Madrid Mayor Carmena: “If I could rewind, I wouldn’t have run for office”
Leftist leader compelled to issue clarification after comments in book spark resignation calls
Madrid Mayor Manuela Carmena has confessed that she feels overwhelmed by the job and regrets having run for office in the first place.
“If I could rewind to last February, I would reassert my initial refusal to run for mayor,” she says in a new book published by journalist Maruja Torres.
Carmena, a 71-year-old former judge with no prior experience in politics, ran for office at the request of Pablo Iglesias, head of emerging leftist party Podemos.
All this is absolutely excessive. I am overwhelmed. I am not happy now, and that’s not good” Madrid Mayor Manuela Carmena
Although she initially turned down the offer, Carmena finally agreed to head a leftist alliance called Ahora Madrid, which includes Podemos.
The municipal elections on May 24 of this year granted a narrow victory to the incumbent Popular Party (PP), but support from the Madrid Socialists allowed Ahora Madrid to take control of the city council. Carmena took her oath of office on June 13.
Five months later, she says she feels “overwhelmed.”
“You end up being less in control of yourself, and become a little more controlled by others,” she tells former EL PAÍS columnist Torres in Manuela Carmena en el diván de Maruja Torres (or, Manuela Carmena on Maruja Torres’ couch), which went on sale on Tuesday.
“It’s too much for me. All this is absolutely excessive. I am overwhelmed. I am not happy now, and that’s not good,” she adds.
The mayor says the only part of the job she really cares about is “improving Madrid” and “the quality of life of Madrileños.”
Carmena says she takes the subway because she believes in being in touch with citizens, and believes that political positions should not be held by professional politicians.
In her conversations with Torres, Carmena discusses politics but also her family, her origins, and her thoughts on feminism, makeup and sex, noting “the large amount of pleasure to be had without penetration.”
Carmena now “happy”
By midday on Tuesday, the statements made in the book had caused such a reaction that Carmena felt compelled to issue a statement on Facebook asserting that she is “very happy and satisfied” as mayor of Madrid.
The book, she explains, “reflects thoughts I had last summer, when my family vacation was being subjected to public scrutiny.”
In August of last year, photos of Carmena on vacation in Cádiz, in the south of Spain, were splashed on the front cover of the Spanish daily La Razón.

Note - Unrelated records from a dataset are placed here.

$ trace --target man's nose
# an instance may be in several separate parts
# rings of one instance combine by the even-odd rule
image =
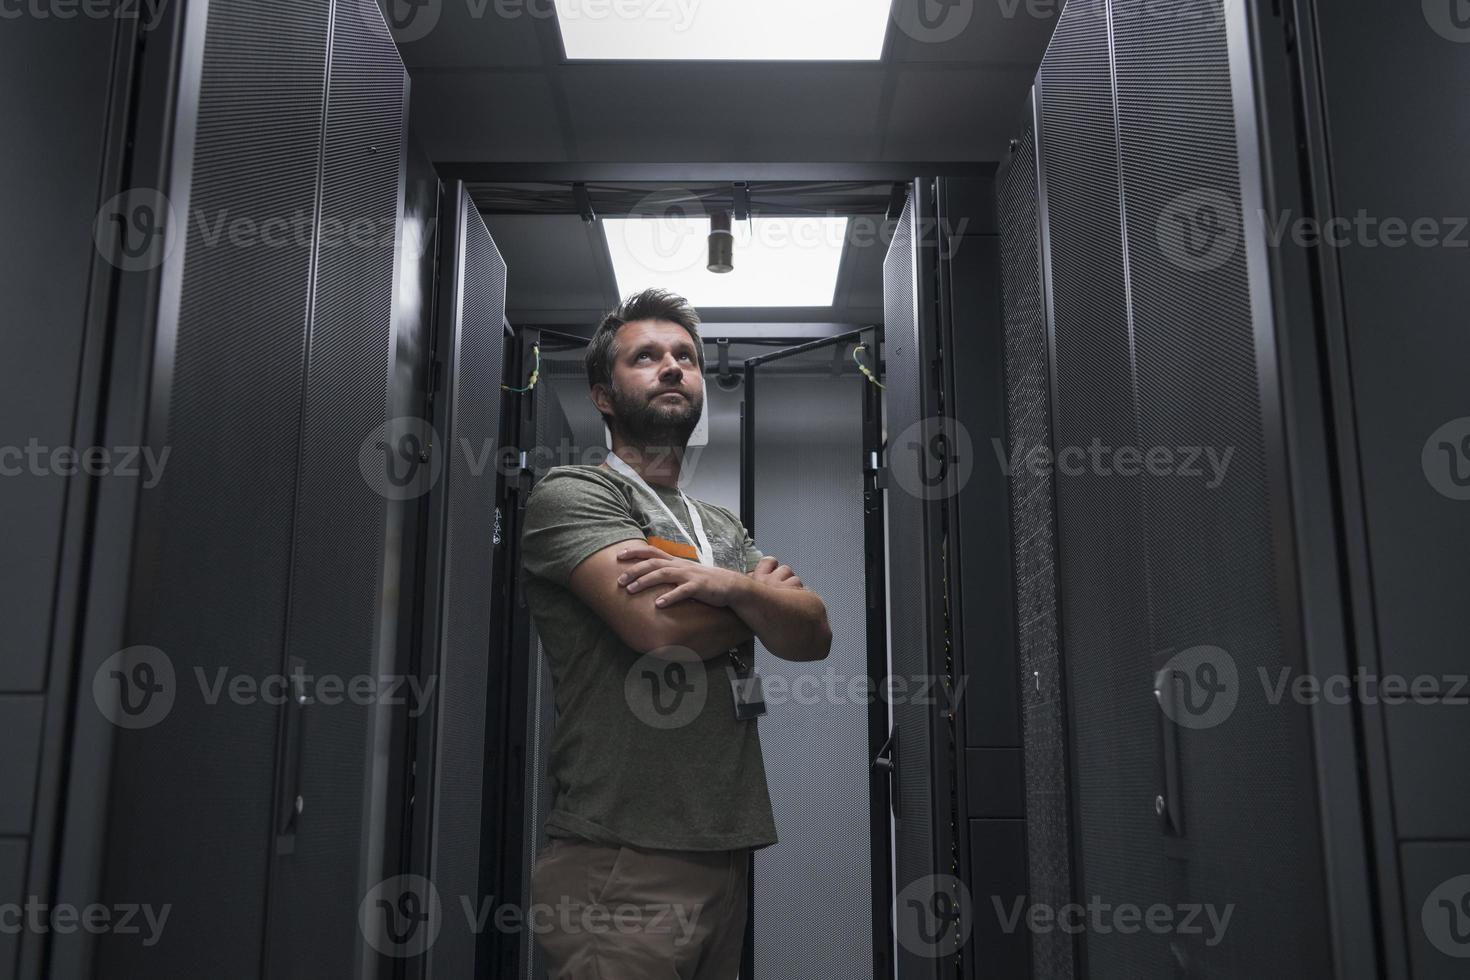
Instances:
[[[658,376],[660,378],[681,378],[683,375],[684,369],[679,366],[678,359],[672,354],[667,355],[663,363],[658,366]]]

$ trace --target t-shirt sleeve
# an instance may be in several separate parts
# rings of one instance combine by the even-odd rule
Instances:
[[[644,540],[643,528],[616,487],[585,468],[553,467],[526,501],[521,567],[566,588],[589,555],[633,538]]]
[[[742,550],[745,552],[746,574],[755,571],[755,566],[760,564],[760,560],[764,558],[765,555],[761,552],[759,548],[755,546],[755,540],[751,538],[750,532],[745,529],[745,525],[740,522],[740,518],[736,516],[733,510],[728,507],[721,507],[718,504],[715,504],[713,506],[720,513],[730,518],[731,523],[733,523],[735,527],[739,528],[739,531],[737,533],[740,537],[744,538],[744,544],[741,547]]]
[[[745,571],[749,574],[755,571],[755,566],[760,564],[765,555],[755,546],[755,541],[751,539],[750,532],[745,530],[744,525],[741,525],[740,530],[745,534]]]

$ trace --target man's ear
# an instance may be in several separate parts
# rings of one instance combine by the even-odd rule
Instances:
[[[592,404],[597,406],[597,411],[600,414],[612,414],[612,394],[607,390],[607,385],[599,381],[592,386],[588,394],[592,398]]]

The accompanying story detailed the cost of the property in which the Madrid mayor was staying: €4,000 a week. Carmena later clarified that the cost had been shared by the eight people who were staying there together.
“Of course I sometimes miss my heavenly retirement, and some moments have been tough, but the bottom line is positive: I am very happy and satisfied with the work we are doing in Madrid City Hall, and I know we will do a lot more good work in the coming three and a half years,” she added in the Facebook statement on Tuesday.
The Madrid councilor for citizen participation and transparency affairs, Percival Manglano of the PP, had called on Carmena to step down if she harbors any doubts or prefers “her own happiness over her responsibility.”
English version by Susana Urra.
A rocky road in office
The Carmena administration has already faced a number of crises. Just hours into the job, it emerged that the new culture and sports councilor, Guillermo Zapata, had tweeted offensive messages in 2011 making fun of the Holocaust and of victims of ETA terrorism. Zapata resigned 48 hours later.
Just a few days later, a Tax Agency report analyzing the economic measures proposed by Carmena concluded that some of her ideas were "nonsense," others violated existing legislation, and yet others would sink Spain into bankruptcy. Since then, the mayor has backtracked on her idea for a municipal public bank.
In mid-July, the opposition called on the mayor to shut down a new official website aimed at "correcting" the media's coverage of city affairs.